Malawi’s Finance Minister, Goodall Gondwe, on Tuesday presented the delayed 2014-2015 national budget without increasing any consumer taxes amid the absence of donor injection into the government estimates.
Malawi’s financial year begins 1 July, but because of the 20 May elections and the subsequent change of government, the new administration of President Peter Mutharika asked Parliament for a three-month extension.
Donors suspended US$150m in budgetary support in the wake of ‘cashgate’, the worst financial scandal in Malawi’s 50 years existence as an independent country, where businessmen and politicians connived with civil servants to skim billions of dollars from the government in payments for goods and services not rendered to government.
Analysts predicted government would introduce or increase new taxes to cover for the shortfall.
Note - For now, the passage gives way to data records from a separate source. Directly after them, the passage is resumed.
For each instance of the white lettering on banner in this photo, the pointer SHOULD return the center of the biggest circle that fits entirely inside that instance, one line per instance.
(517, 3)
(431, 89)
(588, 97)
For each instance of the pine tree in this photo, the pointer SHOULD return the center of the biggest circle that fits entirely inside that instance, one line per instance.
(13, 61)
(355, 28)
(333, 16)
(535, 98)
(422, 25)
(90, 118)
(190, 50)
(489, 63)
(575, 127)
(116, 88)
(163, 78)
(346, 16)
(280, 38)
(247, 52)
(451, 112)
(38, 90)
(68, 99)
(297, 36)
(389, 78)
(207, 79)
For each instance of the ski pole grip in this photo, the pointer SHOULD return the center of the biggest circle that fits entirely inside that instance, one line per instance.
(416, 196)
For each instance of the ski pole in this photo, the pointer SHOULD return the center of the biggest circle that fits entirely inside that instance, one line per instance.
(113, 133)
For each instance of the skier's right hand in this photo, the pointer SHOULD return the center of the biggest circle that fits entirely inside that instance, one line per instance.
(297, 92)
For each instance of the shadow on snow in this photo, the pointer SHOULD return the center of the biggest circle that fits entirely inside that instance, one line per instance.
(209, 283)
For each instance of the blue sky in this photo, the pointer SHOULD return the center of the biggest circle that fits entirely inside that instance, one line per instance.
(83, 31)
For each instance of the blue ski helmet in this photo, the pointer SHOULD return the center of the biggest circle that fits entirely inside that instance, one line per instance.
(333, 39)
But in his one-and-a-half-hour budget statement he delivered in the capital, Lilongwe, Gondwe did not increase any tax.
Instead, he said: “We believe this is not a year for tax reviews but of studying tax reforms.”
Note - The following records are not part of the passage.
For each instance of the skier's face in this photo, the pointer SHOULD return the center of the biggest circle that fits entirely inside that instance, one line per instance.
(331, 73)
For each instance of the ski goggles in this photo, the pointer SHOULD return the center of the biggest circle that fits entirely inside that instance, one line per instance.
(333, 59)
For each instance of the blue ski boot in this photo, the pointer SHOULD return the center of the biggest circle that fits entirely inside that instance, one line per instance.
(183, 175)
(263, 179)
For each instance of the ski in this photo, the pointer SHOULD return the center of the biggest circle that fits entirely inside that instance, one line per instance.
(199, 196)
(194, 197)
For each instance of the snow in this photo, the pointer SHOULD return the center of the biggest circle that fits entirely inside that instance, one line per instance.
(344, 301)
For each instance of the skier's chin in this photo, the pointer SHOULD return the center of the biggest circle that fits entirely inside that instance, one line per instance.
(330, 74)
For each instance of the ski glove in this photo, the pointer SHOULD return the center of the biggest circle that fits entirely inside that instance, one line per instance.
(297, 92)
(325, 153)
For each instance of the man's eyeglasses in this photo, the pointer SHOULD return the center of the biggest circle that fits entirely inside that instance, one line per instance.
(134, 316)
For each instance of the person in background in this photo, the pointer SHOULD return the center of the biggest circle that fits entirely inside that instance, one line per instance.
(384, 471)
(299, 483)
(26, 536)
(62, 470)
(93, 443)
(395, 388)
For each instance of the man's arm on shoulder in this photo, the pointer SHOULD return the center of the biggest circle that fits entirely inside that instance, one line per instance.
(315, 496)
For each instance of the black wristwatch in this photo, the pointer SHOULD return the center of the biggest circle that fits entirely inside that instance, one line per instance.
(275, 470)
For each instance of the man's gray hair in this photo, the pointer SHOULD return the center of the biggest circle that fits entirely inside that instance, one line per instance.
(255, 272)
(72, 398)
Analysts, however, say government was cautious to introduce or increase taxes so soon after elections.
“Government doesn’t want to lose political goodwill so soon,” said economist Ephraim Munthali.
Munthali, however, warned that in the absence of budget support and increases in taxes, government will be forced to borrow massively.
“This will spur inflation and impact on interest rates,” he said.
Gondwe acknowledged that ‘cashgate’ has crippled government operations as allocations to government ministries and departments were substantially reduced.
“Mr. Speaker, Sir, performance of the Malawi economy in 2013 has been mixed and subdued by the ‘cashgate’,” Gondwe told parliament. “In the wake of the scandal I have just referred to, donors decided to withhold budget support. In consequence the ability of government to function was crippled and unbudgeted domestic borrowing was incurred.”
The former World Bank official said over and above that the large domestic borrowing led to the accumulation of unpaid bills.
“As a consequence of these events, and the loss of funds from the scandal, the government drastically reduced budget allocations to ministries and a number of them became dysfunctional,” he said.
Donors, who contribute up to 40 percent of Malawi’s budget, have since warned government that they will not resume aid until it restores confidence in its payment system, the Integrated Financial Management Information System (IFMIS.)
Perhaps in a direct answer to this, Gondwe said government will prioritise institutions which are directly dealing with ‘cashgate’.
“The first is the desire that, as a country, we should get at the bottom of what really happened as regards the ‘cashgate’ scam,” he said, adding:
“Therefore, law-enforcement votes have been granted a more than usual expenditure increase that averages at more than 80 percent. In fact, the Anti-Corruption Bureau vote has a 167 percent increment which is the highest of all votes. The Director of Public Prosecutions, the Judiciary, the Police and others have also had large increments for the same reason.”
The 193-member opposition-dominated Parliament will deliberate on the budget for five weeks before adopting or rejecting it.